At $2.18, the national gas price average increased by one cent on the week, according to AAA, which is the same price as a month ago and 41 cents cheaper than a year ago.
The minimal change reflects the slow movement at pumps across the country on the week. The vast majority of states (30) saw pump prices fluctuate by one cent, if at all. A few states in the Mid-Atlantic and Mid-West saw more significant jumps, including North Carolina (+7 cents), Kentucky (+6 cents), Virginia (+5 cents) and West Virginia (+5 cents), while Indiana (-5 cents) holds the spot for the largest weekly decrease. The increase in these states could be a result of increased demand, but nationally demand saw a one week decline.
“Gasoline stocks hit their lowest level since the pandemic began and demand dipped on the week, down to 8.6 million b/d,” said Jeanette Casselano, AAA spokesperson. “These decreases typically lead to cheaper pump prices, but this summer we’ve seen atypical gas price trends.”
The Energy Information Administration recorded gasoline stocks at their largest one-week draw since May. Total stocks fell by 4 million bbl down to 243.7 million bbl. Year-over-year, stocks are at a 10 million surplus while demand sits 1.3 million b/d less. U.S. refinery utilization rates continue to hover at 80%.
This week, the market is watching Tropical Storms Marco and Laura. Marco, whose force is decreasing and is expected to be a tropical depression late on Tuesday, is less of a concern. However, Laura is forecasted to move into the southeastern Gulf of Mexico and become a hurricane by early Tuesday.

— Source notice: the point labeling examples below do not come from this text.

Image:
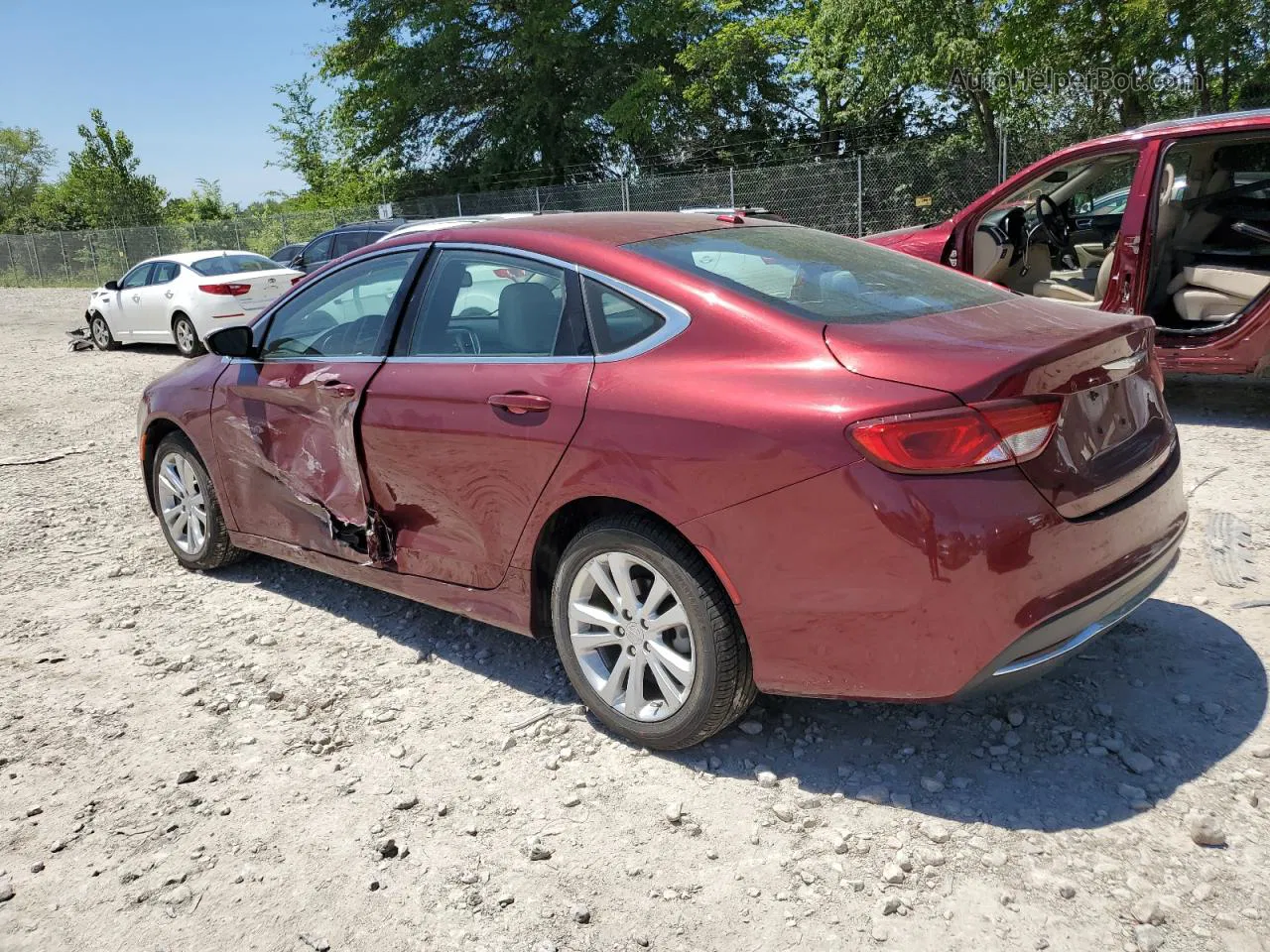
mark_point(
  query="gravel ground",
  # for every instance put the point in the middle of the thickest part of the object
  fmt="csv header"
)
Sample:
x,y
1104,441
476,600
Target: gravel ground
x,y
273,760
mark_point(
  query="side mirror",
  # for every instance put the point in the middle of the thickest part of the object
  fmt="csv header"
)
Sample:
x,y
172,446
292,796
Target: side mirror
x,y
232,341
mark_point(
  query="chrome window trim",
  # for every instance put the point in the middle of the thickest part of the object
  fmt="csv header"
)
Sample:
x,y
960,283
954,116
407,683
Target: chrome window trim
x,y
303,359
677,318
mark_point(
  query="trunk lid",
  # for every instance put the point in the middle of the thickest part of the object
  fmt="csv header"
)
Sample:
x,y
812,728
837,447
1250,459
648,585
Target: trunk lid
x,y
1114,431
266,286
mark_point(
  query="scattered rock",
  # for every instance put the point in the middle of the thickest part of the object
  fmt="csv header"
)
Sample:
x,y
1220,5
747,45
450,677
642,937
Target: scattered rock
x,y
1132,793
874,794
1147,911
934,832
388,849
893,874
1135,761
1148,938
1206,830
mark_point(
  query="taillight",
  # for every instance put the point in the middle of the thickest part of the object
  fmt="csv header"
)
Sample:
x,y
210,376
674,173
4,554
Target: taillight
x,y
1156,371
992,433
234,290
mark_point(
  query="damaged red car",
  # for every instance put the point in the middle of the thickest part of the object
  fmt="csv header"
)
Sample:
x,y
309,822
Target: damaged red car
x,y
705,456
1170,220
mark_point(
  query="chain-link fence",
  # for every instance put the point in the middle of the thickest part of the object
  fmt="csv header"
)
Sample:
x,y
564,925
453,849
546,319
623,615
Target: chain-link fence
x,y
884,186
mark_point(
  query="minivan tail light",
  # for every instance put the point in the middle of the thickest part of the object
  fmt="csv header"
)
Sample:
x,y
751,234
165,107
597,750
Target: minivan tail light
x,y
979,435
234,290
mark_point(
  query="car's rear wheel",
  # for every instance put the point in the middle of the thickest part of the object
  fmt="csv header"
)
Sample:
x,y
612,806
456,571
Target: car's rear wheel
x,y
189,508
647,635
186,336
102,336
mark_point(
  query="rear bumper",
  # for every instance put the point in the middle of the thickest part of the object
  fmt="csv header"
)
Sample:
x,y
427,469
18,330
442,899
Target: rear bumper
x,y
867,584
1053,643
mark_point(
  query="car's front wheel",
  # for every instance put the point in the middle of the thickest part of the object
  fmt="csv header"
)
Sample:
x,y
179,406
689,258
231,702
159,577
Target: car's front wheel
x,y
647,635
189,508
102,336
186,336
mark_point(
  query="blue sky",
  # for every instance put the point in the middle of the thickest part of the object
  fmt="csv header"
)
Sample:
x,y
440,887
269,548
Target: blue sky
x,y
190,82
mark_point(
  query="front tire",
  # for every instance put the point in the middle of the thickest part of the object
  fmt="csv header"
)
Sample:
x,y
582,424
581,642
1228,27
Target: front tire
x,y
102,336
189,509
186,336
648,636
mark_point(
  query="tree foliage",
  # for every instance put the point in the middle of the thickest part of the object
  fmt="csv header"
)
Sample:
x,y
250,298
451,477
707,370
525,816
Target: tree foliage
x,y
24,160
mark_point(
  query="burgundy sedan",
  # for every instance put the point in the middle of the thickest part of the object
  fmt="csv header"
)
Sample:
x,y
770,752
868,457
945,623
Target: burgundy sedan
x,y
706,456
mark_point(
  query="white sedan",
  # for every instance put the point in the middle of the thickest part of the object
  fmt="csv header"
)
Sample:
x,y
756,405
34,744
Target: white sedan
x,y
182,298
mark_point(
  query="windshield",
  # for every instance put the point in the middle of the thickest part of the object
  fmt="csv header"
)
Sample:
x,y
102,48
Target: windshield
x,y
818,276
232,264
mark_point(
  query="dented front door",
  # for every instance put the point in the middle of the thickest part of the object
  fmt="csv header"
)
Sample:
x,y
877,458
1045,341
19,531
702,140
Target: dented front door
x,y
285,424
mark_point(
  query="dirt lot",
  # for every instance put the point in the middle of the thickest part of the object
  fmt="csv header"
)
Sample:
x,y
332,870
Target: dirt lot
x,y
362,783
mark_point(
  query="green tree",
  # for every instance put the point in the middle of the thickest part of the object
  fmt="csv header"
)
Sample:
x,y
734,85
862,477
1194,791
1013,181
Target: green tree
x,y
103,186
559,90
204,203
316,149
24,160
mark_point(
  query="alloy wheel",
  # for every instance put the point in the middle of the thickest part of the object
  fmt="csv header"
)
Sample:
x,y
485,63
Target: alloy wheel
x,y
182,504
631,636
185,336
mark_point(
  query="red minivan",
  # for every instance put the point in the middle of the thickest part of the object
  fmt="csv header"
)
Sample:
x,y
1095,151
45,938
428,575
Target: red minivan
x,y
1170,220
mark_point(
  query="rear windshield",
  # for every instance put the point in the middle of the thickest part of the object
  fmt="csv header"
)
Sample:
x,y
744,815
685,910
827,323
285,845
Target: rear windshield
x,y
232,264
818,276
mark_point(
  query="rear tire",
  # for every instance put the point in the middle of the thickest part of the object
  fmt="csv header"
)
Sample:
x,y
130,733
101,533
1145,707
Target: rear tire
x,y
695,673
100,331
189,509
186,336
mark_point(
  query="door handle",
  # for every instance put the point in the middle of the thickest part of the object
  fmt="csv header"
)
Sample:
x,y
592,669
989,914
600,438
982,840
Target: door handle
x,y
521,403
333,385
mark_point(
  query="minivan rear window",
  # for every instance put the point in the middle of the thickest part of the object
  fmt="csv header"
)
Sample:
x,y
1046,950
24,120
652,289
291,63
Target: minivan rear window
x,y
820,276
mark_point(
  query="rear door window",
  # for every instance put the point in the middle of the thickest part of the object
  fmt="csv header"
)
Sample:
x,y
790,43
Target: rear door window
x,y
318,250
817,276
348,241
164,272
484,303
137,277
341,313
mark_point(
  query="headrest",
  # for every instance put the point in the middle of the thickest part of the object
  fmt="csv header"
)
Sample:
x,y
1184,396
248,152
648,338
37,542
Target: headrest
x,y
529,317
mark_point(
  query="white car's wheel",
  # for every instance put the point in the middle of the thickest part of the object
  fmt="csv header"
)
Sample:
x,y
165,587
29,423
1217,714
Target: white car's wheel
x,y
186,336
102,336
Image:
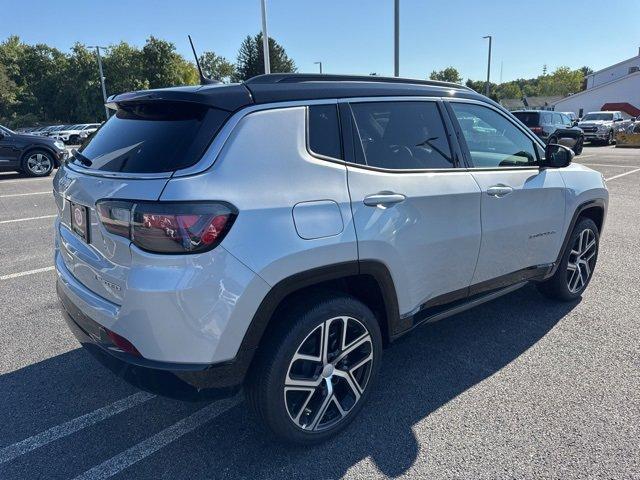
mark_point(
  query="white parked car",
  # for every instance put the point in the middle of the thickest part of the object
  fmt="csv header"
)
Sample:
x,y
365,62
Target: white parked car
x,y
75,133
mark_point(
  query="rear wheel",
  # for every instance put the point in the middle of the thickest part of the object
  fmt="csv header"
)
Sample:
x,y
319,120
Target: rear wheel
x,y
314,374
37,163
577,264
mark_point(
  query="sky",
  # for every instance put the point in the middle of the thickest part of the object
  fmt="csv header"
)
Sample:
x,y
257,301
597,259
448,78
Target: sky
x,y
355,36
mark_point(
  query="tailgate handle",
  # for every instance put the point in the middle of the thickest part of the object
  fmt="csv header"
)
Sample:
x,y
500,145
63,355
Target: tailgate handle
x,y
383,199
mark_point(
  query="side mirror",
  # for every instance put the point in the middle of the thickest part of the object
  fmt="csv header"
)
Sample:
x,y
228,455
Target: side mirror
x,y
557,156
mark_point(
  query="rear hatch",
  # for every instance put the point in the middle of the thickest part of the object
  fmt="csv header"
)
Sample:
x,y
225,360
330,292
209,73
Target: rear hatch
x,y
131,157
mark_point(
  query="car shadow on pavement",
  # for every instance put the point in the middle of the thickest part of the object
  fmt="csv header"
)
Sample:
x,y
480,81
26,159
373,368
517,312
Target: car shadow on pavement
x,y
420,373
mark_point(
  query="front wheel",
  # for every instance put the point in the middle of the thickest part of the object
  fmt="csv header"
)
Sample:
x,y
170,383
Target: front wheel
x,y
610,138
37,163
315,373
577,149
577,264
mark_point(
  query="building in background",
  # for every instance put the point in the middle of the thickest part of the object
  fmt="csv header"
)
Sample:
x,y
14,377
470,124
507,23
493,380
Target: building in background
x,y
613,88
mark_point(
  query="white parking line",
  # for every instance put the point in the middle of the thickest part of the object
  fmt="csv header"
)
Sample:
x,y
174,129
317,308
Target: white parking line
x,y
622,174
26,194
26,219
607,165
28,272
142,450
23,180
59,431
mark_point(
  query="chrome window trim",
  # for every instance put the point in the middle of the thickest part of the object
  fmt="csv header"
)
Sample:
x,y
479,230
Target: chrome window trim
x,y
308,139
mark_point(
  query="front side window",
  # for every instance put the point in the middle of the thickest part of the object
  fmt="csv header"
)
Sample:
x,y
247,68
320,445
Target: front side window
x,y
324,131
402,135
493,141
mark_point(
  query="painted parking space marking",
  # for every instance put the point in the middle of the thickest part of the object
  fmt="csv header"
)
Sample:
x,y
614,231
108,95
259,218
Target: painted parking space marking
x,y
28,272
147,447
622,175
26,194
26,219
65,429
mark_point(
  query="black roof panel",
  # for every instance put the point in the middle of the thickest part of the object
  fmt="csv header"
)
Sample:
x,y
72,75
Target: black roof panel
x,y
282,87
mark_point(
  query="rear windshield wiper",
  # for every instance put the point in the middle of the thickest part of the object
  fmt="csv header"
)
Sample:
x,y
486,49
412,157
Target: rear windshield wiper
x,y
82,159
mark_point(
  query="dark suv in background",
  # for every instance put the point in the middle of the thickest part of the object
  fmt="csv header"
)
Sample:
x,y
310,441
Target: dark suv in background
x,y
553,127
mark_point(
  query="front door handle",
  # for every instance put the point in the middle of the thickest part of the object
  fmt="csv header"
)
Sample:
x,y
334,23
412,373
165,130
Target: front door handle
x,y
383,199
499,191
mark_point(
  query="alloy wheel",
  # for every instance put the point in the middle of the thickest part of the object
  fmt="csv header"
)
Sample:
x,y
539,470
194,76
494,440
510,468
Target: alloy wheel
x,y
328,374
39,163
582,260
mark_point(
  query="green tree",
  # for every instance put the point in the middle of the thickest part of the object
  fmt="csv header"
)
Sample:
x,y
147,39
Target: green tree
x,y
562,81
216,67
250,60
449,74
123,69
163,67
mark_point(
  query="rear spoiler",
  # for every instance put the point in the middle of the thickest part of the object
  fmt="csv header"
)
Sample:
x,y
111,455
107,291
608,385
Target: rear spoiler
x,y
229,97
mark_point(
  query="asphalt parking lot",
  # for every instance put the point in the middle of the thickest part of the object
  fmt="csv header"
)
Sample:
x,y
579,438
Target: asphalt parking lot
x,y
518,388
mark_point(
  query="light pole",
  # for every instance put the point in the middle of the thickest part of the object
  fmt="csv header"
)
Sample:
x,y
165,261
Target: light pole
x,y
265,37
104,90
486,87
396,38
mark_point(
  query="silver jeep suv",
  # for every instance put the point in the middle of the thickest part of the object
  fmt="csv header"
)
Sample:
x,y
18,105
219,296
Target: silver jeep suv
x,y
276,234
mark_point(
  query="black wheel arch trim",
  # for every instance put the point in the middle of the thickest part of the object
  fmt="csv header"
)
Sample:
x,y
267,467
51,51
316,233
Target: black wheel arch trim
x,y
597,204
317,276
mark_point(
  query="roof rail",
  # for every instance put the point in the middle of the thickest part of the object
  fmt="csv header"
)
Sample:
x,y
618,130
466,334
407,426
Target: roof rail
x,y
272,78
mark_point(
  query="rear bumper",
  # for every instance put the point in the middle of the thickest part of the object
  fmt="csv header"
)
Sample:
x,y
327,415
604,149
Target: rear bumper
x,y
165,378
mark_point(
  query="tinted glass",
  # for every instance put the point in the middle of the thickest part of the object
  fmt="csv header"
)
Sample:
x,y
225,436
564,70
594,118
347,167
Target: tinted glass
x,y
530,119
151,137
324,131
402,135
493,140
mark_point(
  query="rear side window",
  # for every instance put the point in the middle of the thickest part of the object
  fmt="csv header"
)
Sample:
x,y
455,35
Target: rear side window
x,y
402,135
492,140
151,137
324,131
530,119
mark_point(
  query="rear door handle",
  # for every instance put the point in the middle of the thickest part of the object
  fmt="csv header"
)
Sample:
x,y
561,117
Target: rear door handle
x,y
499,191
383,199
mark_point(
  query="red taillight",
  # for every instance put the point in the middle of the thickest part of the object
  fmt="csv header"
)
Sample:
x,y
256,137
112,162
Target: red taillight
x,y
122,343
168,227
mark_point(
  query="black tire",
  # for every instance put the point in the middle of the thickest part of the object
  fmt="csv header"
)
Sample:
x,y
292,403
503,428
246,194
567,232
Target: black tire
x,y
37,163
577,149
558,286
297,328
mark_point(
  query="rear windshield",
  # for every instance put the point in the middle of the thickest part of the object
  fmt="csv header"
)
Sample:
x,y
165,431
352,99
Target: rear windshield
x,y
151,137
530,119
598,116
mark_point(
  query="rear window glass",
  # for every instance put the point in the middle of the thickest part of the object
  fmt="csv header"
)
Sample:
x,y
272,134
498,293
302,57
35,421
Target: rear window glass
x,y
530,119
151,137
324,131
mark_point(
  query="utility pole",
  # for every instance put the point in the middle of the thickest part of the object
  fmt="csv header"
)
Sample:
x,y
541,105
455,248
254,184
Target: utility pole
x,y
396,38
104,90
486,87
265,37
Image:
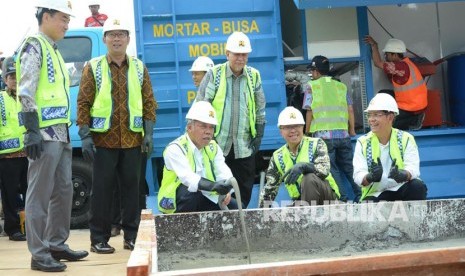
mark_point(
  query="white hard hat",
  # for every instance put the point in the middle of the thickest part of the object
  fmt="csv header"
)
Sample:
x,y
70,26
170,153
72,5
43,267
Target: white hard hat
x,y
290,116
238,42
383,101
202,111
113,24
395,46
64,6
202,64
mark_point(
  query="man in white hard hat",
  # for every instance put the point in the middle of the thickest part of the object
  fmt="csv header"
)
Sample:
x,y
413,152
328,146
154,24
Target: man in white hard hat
x,y
330,116
195,172
116,115
386,160
410,90
43,90
302,164
235,91
199,68
96,19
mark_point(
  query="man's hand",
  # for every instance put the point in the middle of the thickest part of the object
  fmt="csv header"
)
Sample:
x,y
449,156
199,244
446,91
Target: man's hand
x,y
376,172
399,176
291,176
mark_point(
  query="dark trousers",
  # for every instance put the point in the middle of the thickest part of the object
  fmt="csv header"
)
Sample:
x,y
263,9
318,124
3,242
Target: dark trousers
x,y
113,167
341,154
415,189
243,170
196,202
13,181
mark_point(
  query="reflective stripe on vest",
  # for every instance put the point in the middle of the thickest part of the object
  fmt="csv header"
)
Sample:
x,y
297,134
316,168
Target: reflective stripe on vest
x,y
171,182
370,149
11,126
329,105
411,96
219,75
52,95
284,162
102,107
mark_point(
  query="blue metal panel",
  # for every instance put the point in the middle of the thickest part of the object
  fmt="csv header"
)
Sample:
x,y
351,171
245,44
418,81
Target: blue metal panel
x,y
170,34
316,4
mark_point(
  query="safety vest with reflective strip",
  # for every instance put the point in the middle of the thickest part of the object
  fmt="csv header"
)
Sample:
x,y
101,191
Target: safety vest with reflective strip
x,y
102,108
219,75
370,148
11,125
329,105
52,95
284,162
171,182
411,96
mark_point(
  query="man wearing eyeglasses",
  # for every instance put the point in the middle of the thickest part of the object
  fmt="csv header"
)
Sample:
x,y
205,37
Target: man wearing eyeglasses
x,y
386,160
302,164
116,116
410,90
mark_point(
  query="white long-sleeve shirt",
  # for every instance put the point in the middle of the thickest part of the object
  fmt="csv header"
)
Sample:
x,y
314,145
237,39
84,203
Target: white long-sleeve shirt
x,y
177,161
411,164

According to the U.S. Department of Interior’s Bureau of Safety and Environmental Enforcement, approximately 58%, or 1.065 million b/d, of crude production in the Gulf of Mexico has been shuttered ahead of the storms and 114 (18%) platforms evacuated.
While gasoline stocks remain at a healthy level, if platforms and rigs are offline for an extended amount of time, supply could tighten and gas prices could be impacted.
Oil Market Dynamics
At the end of Friday’s formal trading session, WTI decreased by 48 cents to settle at $42.34 per barrel. Crude prices were supported by growth in the strength of the U.S. dollar. Additionally, domestic crude prices decreased despite EIA’s weekly report revealing that total domestic inventories decreased by 1.6 million bbl last week, lowering total stocks to 512.5 million bbl.
For this week, crude prices could increase, depending on the impact of Tropical Storms Laura and Marcos. If crude production continues to decrease and stays offline for an extended period, crude prices could increase as supply tightens.